The study population was composed of 124 banana clones collected from
different producers’ fields in the province of Formosa, Argentina (Ermini *et al.*, 2018) and four commercial
varieties extensively used in the world production that were the experimental
controls: Williams (Control 1), Jaffa (Control 2), Gal Azul (Control 3) and
Gran Enanao (Control 4) (Figure 1).

**Figure 1. **Trees and bunches of
banana fruit that correspond to clones collected from different farmers’
fields.

An augmented block design (Cotes and Ñústez, 2001) was carried out with
15 blocks of 14 plants each, where only the controls have repetitions. It was
accomplished at the experimental field of INTA Formosa which is located in
northern Argentina (26°11’31.8”S, 58°12’22.4”W), during the 2016-2017 crop
season. Two groups of phenotypic variables related to the agronomic aptitude of
the clones were evaluated, one composed of nine continuous quantitative
variables, and the other, composed of three dichotomous qualitative variables.
The quantitative variables were plant height (m), plant diameter (cm), rachis
bunch weight (kg), hands weight (kg), second hand diameter (cm), last hand
diameter (cm), second hand length (cm), last hand length (cm) and peel
thickness (mm). In a previous communication (Del Medico *et
al*., 2018a), the existence of genetic variability for these
quantitative variables was verified by a method originally developed to take
into account the lack of genotypic replications for clones due to the
experimental design used.
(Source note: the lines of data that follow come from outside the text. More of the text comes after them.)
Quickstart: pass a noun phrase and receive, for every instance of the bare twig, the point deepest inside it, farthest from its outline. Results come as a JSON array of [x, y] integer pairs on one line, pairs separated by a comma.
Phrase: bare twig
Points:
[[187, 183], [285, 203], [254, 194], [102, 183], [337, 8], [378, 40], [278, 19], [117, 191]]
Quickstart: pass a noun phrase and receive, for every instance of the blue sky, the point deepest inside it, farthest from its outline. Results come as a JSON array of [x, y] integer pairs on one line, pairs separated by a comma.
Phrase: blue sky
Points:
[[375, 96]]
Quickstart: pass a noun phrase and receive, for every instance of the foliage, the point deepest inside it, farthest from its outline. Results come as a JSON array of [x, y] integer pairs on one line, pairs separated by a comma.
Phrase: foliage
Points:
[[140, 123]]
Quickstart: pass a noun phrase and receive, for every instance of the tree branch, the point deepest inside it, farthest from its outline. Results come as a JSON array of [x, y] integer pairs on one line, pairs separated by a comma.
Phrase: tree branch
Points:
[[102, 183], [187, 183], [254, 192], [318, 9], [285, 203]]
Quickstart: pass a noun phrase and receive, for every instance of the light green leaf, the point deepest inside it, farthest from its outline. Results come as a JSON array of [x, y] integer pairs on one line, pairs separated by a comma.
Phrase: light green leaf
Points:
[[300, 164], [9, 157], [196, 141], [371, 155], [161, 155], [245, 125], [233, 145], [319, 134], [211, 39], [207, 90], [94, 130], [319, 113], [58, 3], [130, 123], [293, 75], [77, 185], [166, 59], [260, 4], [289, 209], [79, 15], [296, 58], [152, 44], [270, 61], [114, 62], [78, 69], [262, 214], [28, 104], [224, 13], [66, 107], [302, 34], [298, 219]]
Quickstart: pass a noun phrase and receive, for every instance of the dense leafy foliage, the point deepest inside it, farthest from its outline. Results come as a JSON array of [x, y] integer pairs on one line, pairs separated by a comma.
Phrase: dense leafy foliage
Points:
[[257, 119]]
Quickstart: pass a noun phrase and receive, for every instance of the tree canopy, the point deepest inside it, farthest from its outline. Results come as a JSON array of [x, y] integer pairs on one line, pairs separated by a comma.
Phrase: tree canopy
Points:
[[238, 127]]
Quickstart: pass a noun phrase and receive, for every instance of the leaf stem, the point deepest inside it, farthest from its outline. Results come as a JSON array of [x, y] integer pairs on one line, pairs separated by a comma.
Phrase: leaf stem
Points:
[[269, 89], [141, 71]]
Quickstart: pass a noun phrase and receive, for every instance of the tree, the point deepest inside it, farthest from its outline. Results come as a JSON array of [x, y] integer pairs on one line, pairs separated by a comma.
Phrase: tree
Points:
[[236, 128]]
The qualitative variables were plant leafiness (low
or high), bunch size (small or big) and prolificity of tier bunch (low or
high).

*Statistical methodology*

The MFAmix (Pagès, 2002, 2014) was applied.
This methodology allows the analysis of data tables in which the same group of
individuals is described through a group of variables, evaluated in different
conditions, moments or places. Variables can be quantitative or qualitative,
with the only restriction that the nature of these variables must be the same
within each group. MFAmix provides a similar weighting to both kinds of
variables. In general terms, the MFAmix algorithm consists of two stages. The *preliminary
stage (separate analysis)*, in which each group of variables is analyzed
separately, in the case of quantitative variables set, through a PCA and for
qualitative variables set, through a Multiple Correspondence Analysis (MCA). The
first eigenvalue from each of these analyses will be used in the subsequent
step. The *main stage (global analysis) *consists in performing a PCA on
the whole data resulting from the juxtaposition of the configurations obtained
in the separate analysis, which are weighted by the inverse of the
corresponding first eigenvalue. This weighting maintains the structure of each
matrix and manages to balance the influence of the different groups of
variables. The objective of the MFAmix technique is to highlight the main
variability of individuals, the latter being balanced by the various groups of
variables. A global measurement of the relation between the configurations of
both groups of variables defined for the same individuals could be calculated
through the RV coefficient (Abdi, 2007). The RV coefficient
takes values between zero (the configurations are orthogonal) and one (the
configurations are homothetic). A Selection Index (SI) was built from the
coordinates of the quantitative variables obtained through MFAmix. SI is a
linear combination of the standardized quantitative variables whose weights are
their coordinates obtained through MFAmix, multiplied by the inertia explained
in that factor. The quantitative variables involved in its construction were
those whose contribution to each factor exceeded 2/3 of the corresponding
maximum coefficient in absolute value. The construction of this SI was based on
Del Medico *et al. *(2018b). The FactoMineR
package of R statistical software was used to accomplish this analysis.

**RESULTS**

*Multiple Factor
Analysis of Mixed Data*

The first PCA factor was moderately correlated with the first MCA factor
(-0.61.) The rest of the correlations between the factors of the separate
analyzes were low (Table 1). These correlation coefficients indicated that the
intensity of the relationship between the two analyses was slight, being only
linked on the first factor. Two factors were retained from the MFAmix, which
explain 49.47% of the total data inertia (Table 2). No rotation method was
used. The first two factors of the MFAmix were quite close to the factors of
the same rank in the separate analyses, except the second factor of the
quantitative group. Therefore, the use of MFAmix properly balanced the
contribution of these two types of variables (Figure 2). The quantitative
attributes which most contributed to the formation of the first factor were
hands weight, rachis bunch weight, and diameter, width and height of the plant.
In the second factor, no considerable contributions from the quantitative
values were observed (Table 3). The qualitative variables mostly contributing
to the first factor were bunch size and prolificity of tier bunch. On the
second factor, the largest contribution was made by the qualitative variable
plant leafiness, followed by bunch size (Table 3).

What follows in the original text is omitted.